A study has found that the parents of children with diagnosed food allergies often misdiagnose themselves as having food allergies as well. The study learned that many of these parents present themselves as having an allergy when speaking with an allergist about their child's potential allergy.
The reality, according to the study published in Annals of Allergy, Asthma and Immunology, is that only about 28 percent of parents of kids with food allergies tested positive for allergies for the foods to which they reported having an allergy. Many of these misconceptions on the parents' part is due to a misunderstanding of the efficacy of a skin prick test for diagnosing actual allergy versus just sensitivity.
Parents with children with food allergies often have a higher sensitivity, but not always an allergy.
Allergist Melanie Makhija, MD, MSc, and co-author of the study, said "..of the 2,477 parents, only 28 percent of those who self-reported a food allergy actually tested positive." This means that either these parents haven't been tested or are assuming an allergy from a previous food reaction, she continues. She points out the number of false positives often found in simple skin prick and blood allergy tests.

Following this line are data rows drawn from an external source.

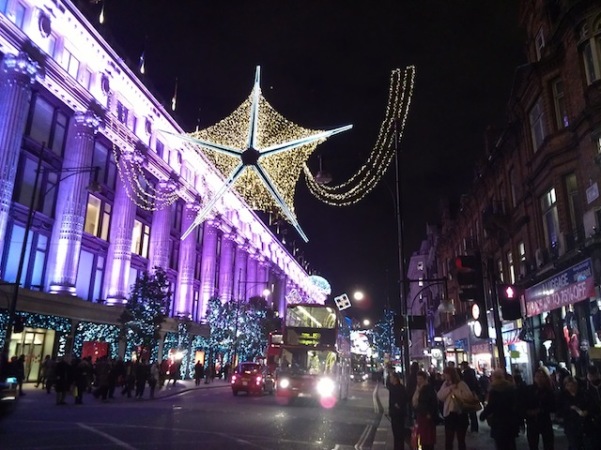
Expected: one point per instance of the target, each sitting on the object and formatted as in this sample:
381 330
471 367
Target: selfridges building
92 195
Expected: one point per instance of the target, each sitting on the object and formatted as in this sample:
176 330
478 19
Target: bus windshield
308 362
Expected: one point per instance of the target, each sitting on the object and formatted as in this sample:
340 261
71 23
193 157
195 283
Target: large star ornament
261 155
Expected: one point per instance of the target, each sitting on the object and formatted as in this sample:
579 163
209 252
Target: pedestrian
501 411
398 406
539 405
452 393
199 372
593 422
62 382
154 378
43 369
425 406
469 377
574 408
142 373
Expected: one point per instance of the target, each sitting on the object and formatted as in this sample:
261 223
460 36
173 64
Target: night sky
324 64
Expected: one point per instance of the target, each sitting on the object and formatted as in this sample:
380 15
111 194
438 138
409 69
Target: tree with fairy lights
146 309
383 334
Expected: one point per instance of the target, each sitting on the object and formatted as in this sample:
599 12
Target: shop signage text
567 287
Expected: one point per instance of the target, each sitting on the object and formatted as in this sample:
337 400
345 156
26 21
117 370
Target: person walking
574 407
398 406
501 411
469 377
452 392
425 406
539 405
154 377
199 372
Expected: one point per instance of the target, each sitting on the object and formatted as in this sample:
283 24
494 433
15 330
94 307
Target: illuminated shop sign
567 287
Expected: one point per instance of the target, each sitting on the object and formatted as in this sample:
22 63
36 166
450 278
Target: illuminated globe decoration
260 153
321 283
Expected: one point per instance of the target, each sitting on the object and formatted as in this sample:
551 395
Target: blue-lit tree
146 310
383 334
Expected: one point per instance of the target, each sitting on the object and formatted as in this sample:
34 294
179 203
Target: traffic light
18 325
510 301
468 272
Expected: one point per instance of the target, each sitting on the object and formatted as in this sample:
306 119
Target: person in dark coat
469 377
574 408
501 410
62 381
398 406
199 372
425 406
539 405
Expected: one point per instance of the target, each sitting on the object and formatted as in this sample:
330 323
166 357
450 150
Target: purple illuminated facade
71 103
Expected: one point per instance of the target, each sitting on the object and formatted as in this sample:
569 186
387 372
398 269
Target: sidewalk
36 394
481 440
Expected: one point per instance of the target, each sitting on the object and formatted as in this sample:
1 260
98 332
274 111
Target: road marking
114 440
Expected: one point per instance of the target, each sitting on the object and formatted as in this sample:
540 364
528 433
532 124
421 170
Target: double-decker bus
315 355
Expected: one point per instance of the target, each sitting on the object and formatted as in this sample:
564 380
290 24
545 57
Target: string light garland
368 176
260 153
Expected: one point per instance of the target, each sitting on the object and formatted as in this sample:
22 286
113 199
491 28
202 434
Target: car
359 377
252 378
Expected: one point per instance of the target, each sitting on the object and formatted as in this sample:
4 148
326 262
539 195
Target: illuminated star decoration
260 153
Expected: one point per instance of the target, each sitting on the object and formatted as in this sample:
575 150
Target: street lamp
68 172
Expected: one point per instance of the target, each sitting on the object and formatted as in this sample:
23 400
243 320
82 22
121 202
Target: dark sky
326 63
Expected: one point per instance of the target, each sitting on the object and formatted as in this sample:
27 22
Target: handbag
467 405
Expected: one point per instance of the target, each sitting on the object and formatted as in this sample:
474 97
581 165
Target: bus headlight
326 387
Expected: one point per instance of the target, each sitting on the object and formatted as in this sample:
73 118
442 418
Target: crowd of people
103 378
509 405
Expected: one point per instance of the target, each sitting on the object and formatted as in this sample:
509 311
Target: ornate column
252 287
116 278
17 75
160 233
187 262
226 268
208 266
240 272
71 204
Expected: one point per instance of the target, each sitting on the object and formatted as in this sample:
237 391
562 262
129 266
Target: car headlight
326 387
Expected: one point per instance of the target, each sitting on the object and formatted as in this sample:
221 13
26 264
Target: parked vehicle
251 378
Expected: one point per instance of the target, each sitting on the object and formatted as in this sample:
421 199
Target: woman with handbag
452 393
398 405
501 410
425 406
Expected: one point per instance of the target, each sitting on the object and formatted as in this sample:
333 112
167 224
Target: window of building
559 101
47 125
550 218
591 52
70 63
105 160
89 276
500 270
537 126
98 217
510 267
574 210
540 44
34 259
140 239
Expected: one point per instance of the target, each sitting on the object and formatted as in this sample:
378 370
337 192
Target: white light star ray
275 168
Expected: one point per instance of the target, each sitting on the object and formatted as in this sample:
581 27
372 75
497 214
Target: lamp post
265 293
28 225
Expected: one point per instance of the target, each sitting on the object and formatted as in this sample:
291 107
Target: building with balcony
73 114
532 212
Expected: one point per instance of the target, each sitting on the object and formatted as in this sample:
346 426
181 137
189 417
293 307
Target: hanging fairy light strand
368 176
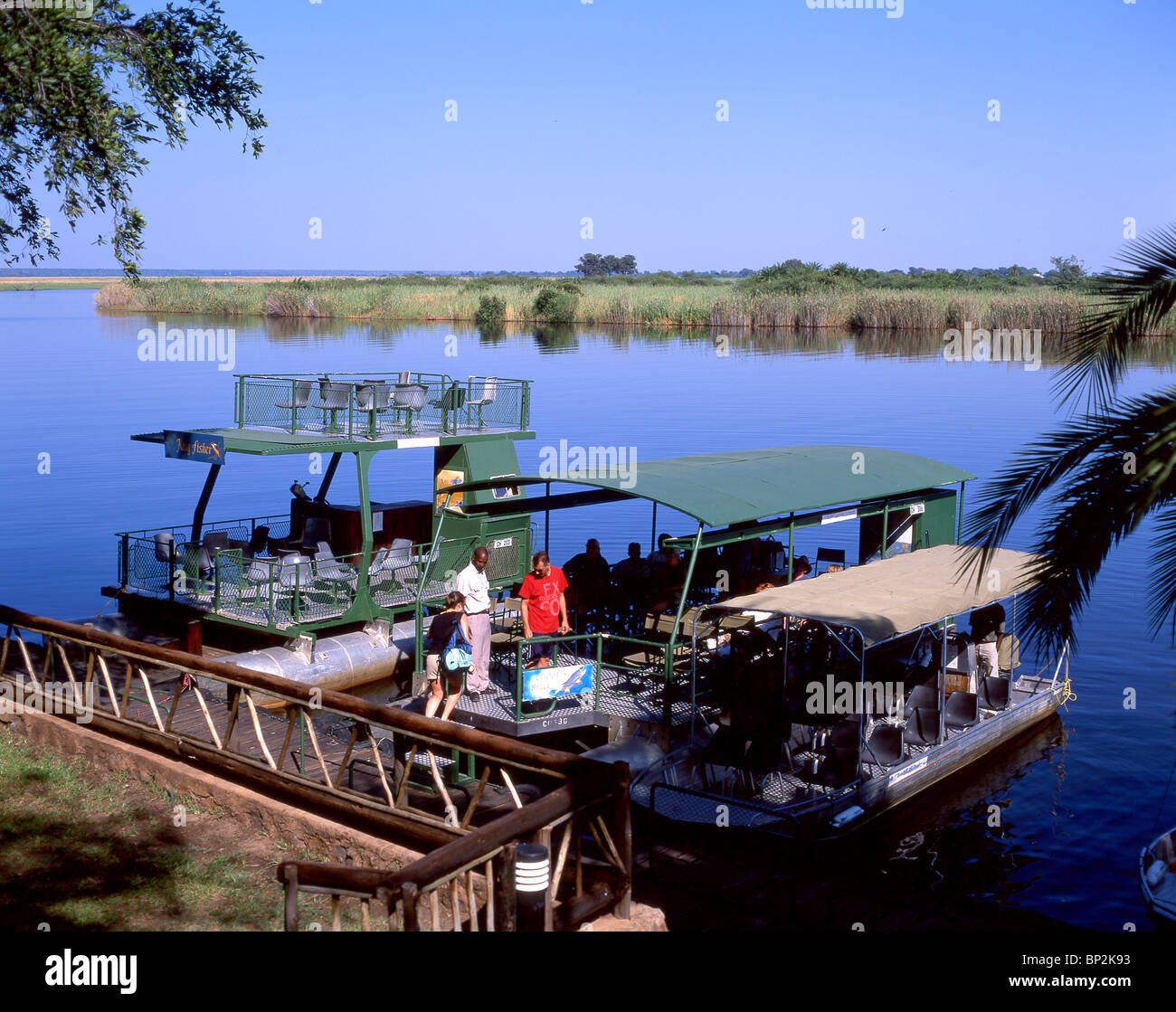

A good assessment of a blood allergy test will include the levels of allergen reaction, with lower positives likely being inconclusive rather than indicative. "This points to the importance of proper testing for any kind of allergy, but particularly food allergies. Interestingly, we also found that of the parents who reported no food allergy, 14 percent had positive tests to peanut and sesame, for example," study co-author and allergist Rachel Robison, MD stated.
The most accurate food allergy testing method remains oral challenges.